Le journal a rencontré le sociologue Laënnec Hurbon l’un des amis les plus proches de Claude C. Pierre. Ils habitent, tous les deux à Belvil sur la route de Frères.

Publié le 2017-08-10 | Le Nouvelliste

Culture -

Le N.- Laënnec Hurbon, comment avez-vous vécu la disparition de Claude C. Pierre ?

L.H- D’abord, Claude était l’homme de la convivialité. Il aimait les contacts ; il aimait discuter et partager avec les autres. À travers ses discussions, Haïti occupait toujours la première place. Sa passion pour la poésie et la discussion en témoigne. Claude portait le pays en lui, et s’épanouissait dans ses rapports avec les autres.

À Belvil où il habitait comme notre voisin, sa maison était un lieu de rencontre où les gens du quartier pouvaient se retrouver.

Sa disparition, c’est une blessure pour nous du quartier. Une blessure qui est loin d’être cicatrisée.

Au plan intellectuel, c’était un homme d’une rigueur sans pareil. Il ne se projette jamais au devant de la scène. Il a une production littéraire considérable : poésie, textes divers publiés ici et là, traduction en créole (dont la Constitution de 1801 de Toussaint Louverture), dans des revues, des journaux et autres publications.

Le N.-Connaissez-vous sa publication sur Jacques Roumain ?

L.H.- Il a écrit aussi des textes sur Jacques Stephen Alexis, un très long texte dans Le Nouvelliste. Il faisait preuve d’une immense modestie ; il ne se mettait jamais en avant.

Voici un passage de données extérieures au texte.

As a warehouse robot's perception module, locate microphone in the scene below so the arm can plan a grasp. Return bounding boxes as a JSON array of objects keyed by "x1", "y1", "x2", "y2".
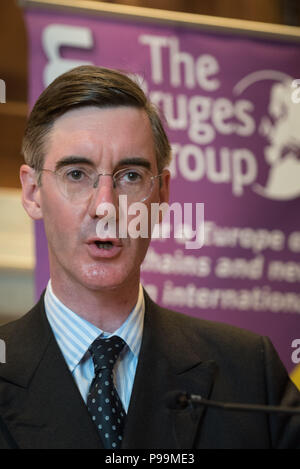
[{"x1": 165, "y1": 391, "x2": 300, "y2": 414}]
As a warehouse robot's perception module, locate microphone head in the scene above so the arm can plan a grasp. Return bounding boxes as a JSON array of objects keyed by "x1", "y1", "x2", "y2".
[{"x1": 165, "y1": 391, "x2": 189, "y2": 410}]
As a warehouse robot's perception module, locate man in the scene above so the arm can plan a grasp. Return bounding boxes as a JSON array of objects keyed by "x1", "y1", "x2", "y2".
[{"x1": 0, "y1": 66, "x2": 300, "y2": 449}]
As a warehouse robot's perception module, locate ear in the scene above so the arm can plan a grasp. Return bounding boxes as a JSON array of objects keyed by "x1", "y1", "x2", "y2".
[
  {"x1": 159, "y1": 169, "x2": 171, "y2": 223},
  {"x1": 159, "y1": 169, "x2": 171, "y2": 203},
  {"x1": 20, "y1": 164, "x2": 43, "y2": 220}
]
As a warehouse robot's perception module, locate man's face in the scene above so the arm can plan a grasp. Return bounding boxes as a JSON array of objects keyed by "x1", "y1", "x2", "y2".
[{"x1": 28, "y1": 107, "x2": 169, "y2": 290}]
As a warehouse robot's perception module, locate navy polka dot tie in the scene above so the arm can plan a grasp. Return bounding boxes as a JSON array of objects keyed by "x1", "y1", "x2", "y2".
[{"x1": 87, "y1": 336, "x2": 126, "y2": 449}]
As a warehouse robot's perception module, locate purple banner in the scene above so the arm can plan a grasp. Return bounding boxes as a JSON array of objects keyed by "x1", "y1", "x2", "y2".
[{"x1": 25, "y1": 4, "x2": 300, "y2": 372}]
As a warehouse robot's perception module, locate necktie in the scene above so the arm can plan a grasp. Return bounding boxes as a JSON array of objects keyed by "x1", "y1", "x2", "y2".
[{"x1": 87, "y1": 336, "x2": 126, "y2": 449}]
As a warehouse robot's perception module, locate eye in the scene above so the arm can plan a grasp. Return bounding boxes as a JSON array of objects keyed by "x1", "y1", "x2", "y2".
[
  {"x1": 116, "y1": 168, "x2": 144, "y2": 184},
  {"x1": 64, "y1": 168, "x2": 88, "y2": 182}
]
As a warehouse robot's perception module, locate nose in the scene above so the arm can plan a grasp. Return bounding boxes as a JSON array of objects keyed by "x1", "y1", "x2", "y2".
[{"x1": 89, "y1": 174, "x2": 118, "y2": 218}]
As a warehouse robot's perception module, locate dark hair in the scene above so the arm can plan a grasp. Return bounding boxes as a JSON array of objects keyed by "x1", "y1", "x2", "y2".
[{"x1": 22, "y1": 65, "x2": 171, "y2": 173}]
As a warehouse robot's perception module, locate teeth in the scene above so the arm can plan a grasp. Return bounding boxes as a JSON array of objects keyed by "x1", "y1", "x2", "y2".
[{"x1": 96, "y1": 241, "x2": 113, "y2": 250}]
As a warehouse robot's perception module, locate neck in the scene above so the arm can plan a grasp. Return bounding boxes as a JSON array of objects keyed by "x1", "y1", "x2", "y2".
[{"x1": 51, "y1": 278, "x2": 139, "y2": 333}]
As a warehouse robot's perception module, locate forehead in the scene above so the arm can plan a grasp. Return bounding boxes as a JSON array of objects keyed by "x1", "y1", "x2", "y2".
[{"x1": 44, "y1": 106, "x2": 156, "y2": 167}]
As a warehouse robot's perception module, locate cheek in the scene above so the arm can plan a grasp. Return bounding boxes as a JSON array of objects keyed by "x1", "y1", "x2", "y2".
[{"x1": 41, "y1": 189, "x2": 83, "y2": 239}]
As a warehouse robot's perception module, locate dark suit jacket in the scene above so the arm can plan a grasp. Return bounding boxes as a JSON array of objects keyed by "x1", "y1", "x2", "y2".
[{"x1": 0, "y1": 295, "x2": 300, "y2": 449}]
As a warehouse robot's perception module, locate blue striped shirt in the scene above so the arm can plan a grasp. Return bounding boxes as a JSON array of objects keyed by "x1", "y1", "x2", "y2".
[{"x1": 45, "y1": 281, "x2": 145, "y2": 412}]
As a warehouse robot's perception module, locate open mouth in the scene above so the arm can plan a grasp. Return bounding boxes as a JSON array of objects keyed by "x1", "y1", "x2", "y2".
[{"x1": 95, "y1": 241, "x2": 114, "y2": 251}]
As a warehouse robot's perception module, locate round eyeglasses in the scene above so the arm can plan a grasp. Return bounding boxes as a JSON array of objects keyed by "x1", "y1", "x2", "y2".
[{"x1": 41, "y1": 166, "x2": 161, "y2": 203}]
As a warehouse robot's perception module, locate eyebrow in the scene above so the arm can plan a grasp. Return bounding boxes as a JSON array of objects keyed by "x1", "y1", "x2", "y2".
[{"x1": 55, "y1": 155, "x2": 151, "y2": 171}]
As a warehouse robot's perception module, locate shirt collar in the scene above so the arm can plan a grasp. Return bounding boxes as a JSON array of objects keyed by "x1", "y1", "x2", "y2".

L.N- Il était sous-secrétaire d’État à l’Alphabétisation ?

L.H- Oui, mais il fonctionnait avec les autres ; il n’accaparait pas tout.

Il était aussi connu comme un homme de conseil au niveau de la production intellectuelle.

Je dois avouer qu’il m’arrive d’être corrigé par lui. D’autres aussi. C’était un homme d’une très grande générosité. Généreux, il avait pourtant la conviction forte.

Le N.- Est-ce qu’il acceptait d’être contesté, d’être critiqué ?

LH.- Il était capable de changer de position, s’il est convainçu avec force arguments. Ce qui ne l’empêchait de continuer à se défendre. Il n’était pas maniaque, mais un militant, un homme de conviction.

C’est quelqu’un qui avait aussi du cœur. Il gardait le contact avec les autres, dans le respect.

Le N.-Comment allez-vous (les autres et vous) continuer à vivre à Belvil, après sa disparition ?

L H.- À Belvil, c’est la consternation. Nous espérons organiser une soirée d’hommage. Belvil souffre.

Les gens du quartier continuent à me poser des questions. Car nous gardons nos habitudes de marcher en groupe, tôt le matin. Lui, il avait des rapports avec tout le monde ; il saluait tout le monde ; il n’avait aucun préjugé. Quelle que soit la personne (sa condition sociale), il prend un temps pour la saluer. Quelle que soit la condition sociale de quelqu’un de la communauté à Belvil, pour lui, c’est une personne. Il la salue.

Cela est très important dans sa conception de la vie. Il pratiquait déjà dans sa vie ce qu’il pensait.